You could also use git add ., where the period means ‘all the files’. Be careful if you use this – you don’t want to end up capturing things you didn’t mean to.

You won’t get any output, so how do we know this worked? Check the status again.

$git status On branch master No commits yet Changes to be committed: (use "git rm --cached <file>..." to unstage) new file: .gitignore new file: README.md new file: analysis.R new file: raw-data/data.csv These files are now staged and marked as ‘changes to be committed’. If you made a mistake at this point and want to remove files from the stage, you can type git rm --cached <file>. This line is helpfully printed in the output from git status. ### Commit changes When you’re happy with the files that have been staged, you can now commit them. This confirms that you want Git to record the changes made to these files. You commit the staged changes using git commit. It’s good practice to leave a message explaining what changes were made and why. You can leave a simple message using the -m flag of git commit2. The message should be short (typically less than 50 characters) but informative (not just ‘changed stuff’). It’s convention to start with a verb, like ‘add this thing’ or ‘fix that thing’. $ git commit -m "Add readme, gitignore, script and data"
[master (root-commit) 133733b] Add readme, gitignore, script and data
4 files changed, 50 insertions(+)
create mode 100644 .gitignore
create mode 100644 analysis.R
create mode 100644 raw-data/data.csv

The output confirms the files that have been added. It also tells us how many insertions (characters added) and deletions (characters removed) there were. The create mode lines reference that a file has started to be tracked.

How often should you make commits? It’s up to you, but it’s probably a good idea to do it when you’ve completed a section of code that does something useful and that you might want to revert to if there’s a problem later.

Just to prove that we’re up to date, we can check the status of the repository once more.

$git status On branch master nothing to commit, working tree clean Cool. Everything’s up to date. ### Add and edit files (repeat as necessary) Continue to create and edit files, adding and committing them when necessary. For example, let’s add a row to the data set: 22,"FWD","George Weah","Liberia" And add this line to the bottom of our README file: The data are a selection of [Manchester City Football Club players from the 2000 to 2001 Premier League season](https://en.wikipedia.org/wiki/2000%E2%80%9301_Manchester_City_F.C._season). Given that we’ve changed our files and want to store this in our Git version history, let’s go through the status-add-commit workflow again. First, let’s check the status of the files: $ git status
On branch master
Changes not staged for commit:
(use "git add <file>..." to update what will be committed)
(use "git checkout -- <file>..." to discard changes in working directory)

modified:   raw-data/data.csv

no changes added to commit (use "git add" and/or "git commit -a")

So the altered files are now marked as ‘modified’. Let’s add them both; I’ll use the period shortcut to add both without typing their full names:

$git add . One more look at the status to check it’s done what we wanted: $ git status
On branch master
Changes to be committed:
(use "git reset HEAD <file>..." to unstage)
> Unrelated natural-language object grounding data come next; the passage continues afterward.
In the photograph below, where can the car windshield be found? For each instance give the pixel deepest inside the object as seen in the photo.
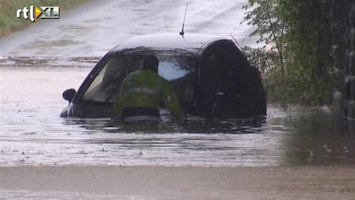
(173, 65)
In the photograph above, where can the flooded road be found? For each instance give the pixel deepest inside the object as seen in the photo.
(32, 133)
(297, 153)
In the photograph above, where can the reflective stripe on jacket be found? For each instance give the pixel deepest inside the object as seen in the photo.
(145, 88)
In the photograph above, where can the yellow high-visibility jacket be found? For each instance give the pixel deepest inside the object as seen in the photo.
(145, 88)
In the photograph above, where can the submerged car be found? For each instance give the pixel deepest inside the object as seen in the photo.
(210, 75)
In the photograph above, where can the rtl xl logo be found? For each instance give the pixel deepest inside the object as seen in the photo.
(42, 12)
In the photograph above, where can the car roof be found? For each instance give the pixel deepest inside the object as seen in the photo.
(190, 41)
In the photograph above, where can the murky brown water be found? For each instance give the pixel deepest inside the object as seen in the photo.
(32, 133)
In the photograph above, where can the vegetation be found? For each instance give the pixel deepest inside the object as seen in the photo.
(298, 66)
(10, 23)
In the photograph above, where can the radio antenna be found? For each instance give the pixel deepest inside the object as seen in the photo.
(183, 23)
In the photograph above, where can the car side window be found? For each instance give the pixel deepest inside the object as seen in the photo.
(106, 84)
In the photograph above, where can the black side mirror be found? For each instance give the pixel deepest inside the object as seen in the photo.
(69, 94)
(218, 105)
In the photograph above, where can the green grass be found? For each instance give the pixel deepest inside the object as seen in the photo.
(10, 23)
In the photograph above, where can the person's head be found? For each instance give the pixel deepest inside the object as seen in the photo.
(150, 62)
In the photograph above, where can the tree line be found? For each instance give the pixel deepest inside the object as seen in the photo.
(297, 64)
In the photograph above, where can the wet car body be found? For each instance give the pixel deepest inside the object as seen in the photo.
(211, 76)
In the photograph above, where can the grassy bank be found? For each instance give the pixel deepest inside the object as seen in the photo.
(10, 23)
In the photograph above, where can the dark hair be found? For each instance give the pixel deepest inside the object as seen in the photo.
(151, 62)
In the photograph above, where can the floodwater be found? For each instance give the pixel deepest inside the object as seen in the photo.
(32, 133)
(39, 63)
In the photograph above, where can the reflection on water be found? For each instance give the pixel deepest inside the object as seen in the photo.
(33, 134)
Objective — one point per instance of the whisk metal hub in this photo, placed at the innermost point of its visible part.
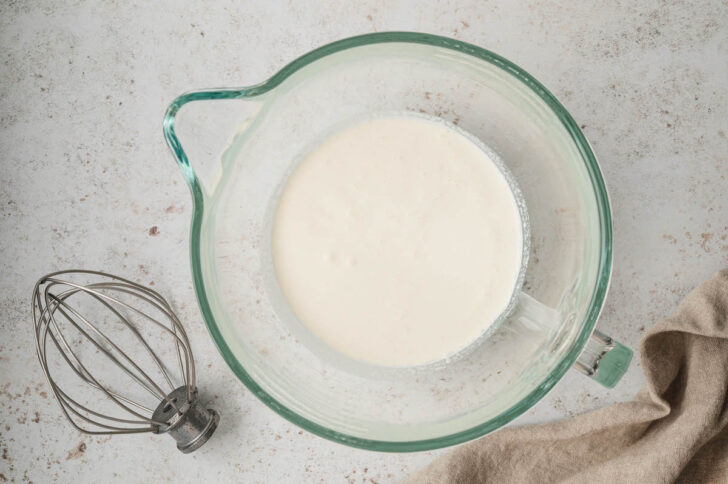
(189, 423)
modified:   raw-data/data.csv

And now to commit with a message:

git commit -m "Add King George to the data, update readme with Wikipedia link"
[master 1359d3f] Add King George to the data, update readme with Wikipedia link
2 files changed, 3 insertions(+)

And lets check we’re up to date:

\$ git status
On branch master
nothing to commit, working tree clean

Boom. We’re up to date.

You can rinse and repeat this edit-status-add-commit to store versions of the files in your repository.
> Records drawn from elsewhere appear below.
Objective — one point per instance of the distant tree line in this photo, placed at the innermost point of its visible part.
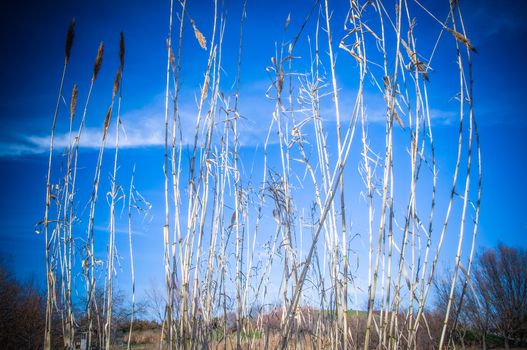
(490, 301)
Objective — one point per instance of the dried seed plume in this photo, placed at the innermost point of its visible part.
(69, 39)
(73, 104)
(98, 61)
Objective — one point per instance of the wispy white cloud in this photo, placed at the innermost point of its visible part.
(145, 126)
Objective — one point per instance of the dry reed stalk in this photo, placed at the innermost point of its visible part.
(49, 272)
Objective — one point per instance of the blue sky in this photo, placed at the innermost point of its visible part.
(32, 36)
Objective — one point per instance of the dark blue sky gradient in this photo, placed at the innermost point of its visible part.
(32, 38)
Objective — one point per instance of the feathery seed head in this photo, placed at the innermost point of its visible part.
(98, 61)
(69, 39)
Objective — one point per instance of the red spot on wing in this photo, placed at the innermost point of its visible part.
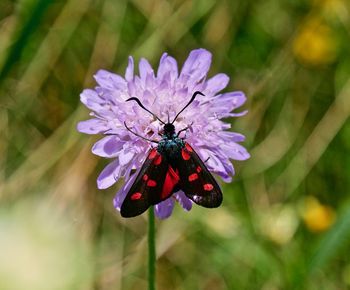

### Push changes to GitHub

Great, you’ve used Git to version control your files. But the commits are stored locally on your machine. How do you send them to GitHub so you have a remote copy of your version history?
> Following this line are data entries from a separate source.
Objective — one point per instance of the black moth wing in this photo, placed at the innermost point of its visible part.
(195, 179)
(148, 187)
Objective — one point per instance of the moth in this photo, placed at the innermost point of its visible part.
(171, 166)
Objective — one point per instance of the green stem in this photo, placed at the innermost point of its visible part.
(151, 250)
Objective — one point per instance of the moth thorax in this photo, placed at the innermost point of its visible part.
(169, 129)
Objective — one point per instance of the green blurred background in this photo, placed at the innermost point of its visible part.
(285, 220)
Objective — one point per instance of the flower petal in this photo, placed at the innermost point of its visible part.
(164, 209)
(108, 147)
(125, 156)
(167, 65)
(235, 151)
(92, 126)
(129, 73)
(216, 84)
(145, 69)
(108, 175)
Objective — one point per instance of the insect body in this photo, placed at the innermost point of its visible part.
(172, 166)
Remember when we set up the GitHub repository for this project earlier on? Now we’re ready to send the version history from our local project folder to this remote repository.

You do this by ‘pushing’ the local information to GitHub.

git push -u origin master
Counting objects: 12, done.
Delta compression using up to 8 threads.
Compressing objects: 100% (10/10), done.
Writing objects: 100% (12/12), 1.52 KiB | 388.00 KiB/s, done.
Total 12 (delta 3), reused 0 (delta 0)
remote: Resolving deltas: 100% (3/3), done.
To https://github.com/matt-dray/demo-project.git
* [new branch]      master -> master
Branch 'master' set up to track remote branch 'master' from 'origin'.

The output confirms that the push was successful.

If you go now to your repository on GitHub, you’ll see that your files have been added. For example, I would navigate to https://github.com/matt-dray/demo-project (this is a real link to the project used in this post!).

You can see the files at the top and our README.md has helpfully been rendered by GitHub so that people can see what the repository is all about.

There’s lots of stuff you can do from here. For example, click ‘Commits’ above and to the left of the list of your files. You can see each of the commits we made earlier.

You can do things like explore the repository at any given commit (click the <> button) or if you click the alphanumeric code (a unique code given to each commit) you can see the changes that were made with that commit. In this split view, the left panel is the state of each file before the commit, with changes on the right. Additions are green and start with a +; deletions are red with a — symbol.

So now you have a cloud backup of your work and can easily navigate the changes and explore the various snapshots of your work.

Now you can continue to work locally on your files and push the changes to GitHub when you’re ready.

# What next?

This post has been for beginners to get to grips with the fundamental Git commands init, status, add, commit and push.

Git is extremely powerful and does so much more that wasn’t covered here. A sensible next step would be to learn more about ‘branching’ in particular. This involves working on an isolated copy of the repo so you can work safely on new features without fear of ruining the main, or ‘master’ branch of work. If your development is successful, you can merge it back into the ‘master’ branch with a ‘pull request’.

You will also want to think about working collaboratively on a project. GitHub has lots of facilities for encouraging team work, like issue tracking and the ability to comment on changes. If you’re working on a new feature in a branch you can request a review from your colleagues to merge your work into the main ‘master’ branch; this is called a ‘pull request’.

The concepts in this blog post and more are explained well in other blog posts, articles and books. I particularly recommend Happy Git and GitHub for the useR by Jenny Bryan, the teaching assistants of STAT545 and Jim Hester, which focuses on R users in particular.

1. In fact, the real audience are the participants of the UK government’s Data Science Accelerator. Participants are analysts who may have little knowledge of programming.

2. You can also commit with both a short message and a longer description. To do this, run git commit without the -m flag. By default on macOS this will open Vim, a text editor, inside Terminal. Type in your comments and then type Esc : w q to ‘write-quit’ (save and exit) and return to the command line.